素通りする雪


寒い、一言で寒い。シャツに上着を着て、家でだらだらして過ごしたい。シナティちゃんを抱いて、寒さを凌いで、時間になったら太極拳だ。それは聖夜であっても変えたくなかった。

「運動したら、あたたかくなるよ」
「石油ストーブ万歳」
「文明の利器にばかり頼らないで。あ、サウナならどう?」
「遠慮しとくある」
「残念」
寒がりの中国は、半ば無理矢理、外に連れ出されていた。ぐーたら生活も厭わしいと思わない中国に、ロシアは苦笑した。素っ気なくされても、一緒にクリスマスを過ごしたかったのだ。家にはウクライナやベラルーシがいる。彼女たちと仲良く……できるかどうかはさておき、一日を使うのも別にいいだろう。しかしロシアは中国を選んだのだ。
「寒い寒いと思ったら、雪あるか。あぁ、もう……」
はらはらと雪がきれいだね、などという感想を抱く余裕は、中国にないらしい。つまらないな、と思い始めていた。
どこか店にでも入ろうか。暖房の効いたカフェで、甘いココアにデザートを注文しよう。中国が食べたいものを先に注文したら、少しは喜んで、笑ってくれるだろうか。ぼんやりと考えながら、ロシアは中国を見つめていた。
雪の降るなか、中国は手袋もしていない手を、口の前で握っていた。彼の吐息は白い。しみじみと冬を感じる姿だった。
「中国君、手を、貸して」
返事を待つより早く、ロシアは中国のむき出しの手をとった。極寒の冬を過ごすロシアも、はっとした。握った手は、細い指先まで、ずっと冷たかった。大きな手で包み込んで、そっと吐息を吹き掛けた。途端に、中国が慌てた。
「な、なにやってるあるか!」
「だって、中国君が寒がってるから」
それが当然だと言うように、ロシアはそれを続けた。
「ふふ、今日、はじめて中国君にふれたよ」
「そう、あるか」
「手を握ったのは、久しぶりだね」
「別に、それくらい、気にすることじゃねーある」
「中国君の手、小さくて、指も細くてしなやかで、かわいいね」
僕、好きだよ。あどけない顔で言ってくるロシアは、厄介なやつだと思った。限界だった、恥ずかしさが。中国はロシアを睨み付けた。睨み付けるだけで、何も言えなかった。やつはただの無邪気なやつなのだ。最終的に、何をされても許してしまうことを、わかっているからだ。

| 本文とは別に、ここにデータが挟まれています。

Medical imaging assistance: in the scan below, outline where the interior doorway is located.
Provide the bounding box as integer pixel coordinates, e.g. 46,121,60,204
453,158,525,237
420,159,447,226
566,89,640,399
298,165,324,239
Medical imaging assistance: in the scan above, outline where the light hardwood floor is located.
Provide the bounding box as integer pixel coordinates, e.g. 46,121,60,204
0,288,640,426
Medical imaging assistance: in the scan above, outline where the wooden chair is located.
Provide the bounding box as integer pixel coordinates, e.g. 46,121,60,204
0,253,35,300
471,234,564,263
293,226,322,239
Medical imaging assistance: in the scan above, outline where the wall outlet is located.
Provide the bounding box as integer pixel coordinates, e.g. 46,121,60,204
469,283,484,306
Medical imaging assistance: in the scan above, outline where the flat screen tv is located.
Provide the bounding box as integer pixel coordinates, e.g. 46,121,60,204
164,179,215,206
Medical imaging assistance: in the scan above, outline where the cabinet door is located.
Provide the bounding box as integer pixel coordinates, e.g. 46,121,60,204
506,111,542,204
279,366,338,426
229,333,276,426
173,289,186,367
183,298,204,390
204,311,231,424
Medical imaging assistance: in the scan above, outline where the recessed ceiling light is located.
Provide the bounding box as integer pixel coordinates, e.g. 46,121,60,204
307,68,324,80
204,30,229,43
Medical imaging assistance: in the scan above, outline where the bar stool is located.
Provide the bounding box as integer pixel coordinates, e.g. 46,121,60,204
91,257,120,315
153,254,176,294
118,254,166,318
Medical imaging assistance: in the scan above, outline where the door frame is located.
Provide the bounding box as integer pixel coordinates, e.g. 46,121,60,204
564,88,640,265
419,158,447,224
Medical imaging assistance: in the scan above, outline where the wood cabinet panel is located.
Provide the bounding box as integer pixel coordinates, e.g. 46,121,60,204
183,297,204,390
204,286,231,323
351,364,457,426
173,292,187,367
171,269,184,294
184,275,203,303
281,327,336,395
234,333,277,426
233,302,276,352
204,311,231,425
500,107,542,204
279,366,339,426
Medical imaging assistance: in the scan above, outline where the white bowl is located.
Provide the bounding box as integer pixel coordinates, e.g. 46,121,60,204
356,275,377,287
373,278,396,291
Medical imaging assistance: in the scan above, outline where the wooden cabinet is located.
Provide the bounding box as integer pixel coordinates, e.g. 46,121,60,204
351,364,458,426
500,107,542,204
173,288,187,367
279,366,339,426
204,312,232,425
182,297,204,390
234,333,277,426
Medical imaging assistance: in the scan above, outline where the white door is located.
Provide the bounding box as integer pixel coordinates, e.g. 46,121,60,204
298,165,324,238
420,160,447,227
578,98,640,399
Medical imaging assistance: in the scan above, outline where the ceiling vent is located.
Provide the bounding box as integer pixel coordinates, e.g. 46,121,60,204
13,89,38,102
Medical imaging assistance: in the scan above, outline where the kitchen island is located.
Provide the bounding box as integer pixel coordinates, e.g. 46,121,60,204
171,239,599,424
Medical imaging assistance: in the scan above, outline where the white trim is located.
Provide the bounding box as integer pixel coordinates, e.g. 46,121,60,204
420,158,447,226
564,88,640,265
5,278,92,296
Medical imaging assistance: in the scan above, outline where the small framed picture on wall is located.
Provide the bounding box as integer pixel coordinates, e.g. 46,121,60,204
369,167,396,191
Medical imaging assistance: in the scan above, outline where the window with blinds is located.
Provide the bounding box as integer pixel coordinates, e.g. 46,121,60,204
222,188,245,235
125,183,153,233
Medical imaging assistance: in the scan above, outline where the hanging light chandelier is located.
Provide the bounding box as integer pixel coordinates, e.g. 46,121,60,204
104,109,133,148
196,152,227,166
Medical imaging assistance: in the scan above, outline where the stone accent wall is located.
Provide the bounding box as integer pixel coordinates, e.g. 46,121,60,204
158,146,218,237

いつの間にか、体温も急上昇しているようで、雪のことも忘れていた。
特別高いわけでもなく、むしろ低いロシアの手を、中国の手が掴んだ。文字通り、掴んだ。さっさと帰ろう、家にいた方が、良さそうだ。ただ帰ってしまうのかと思ったロシアは少々不服そうだが、中国は無視して歩き続けた。
今日は頑張ってやるか、気合いいれてやるか。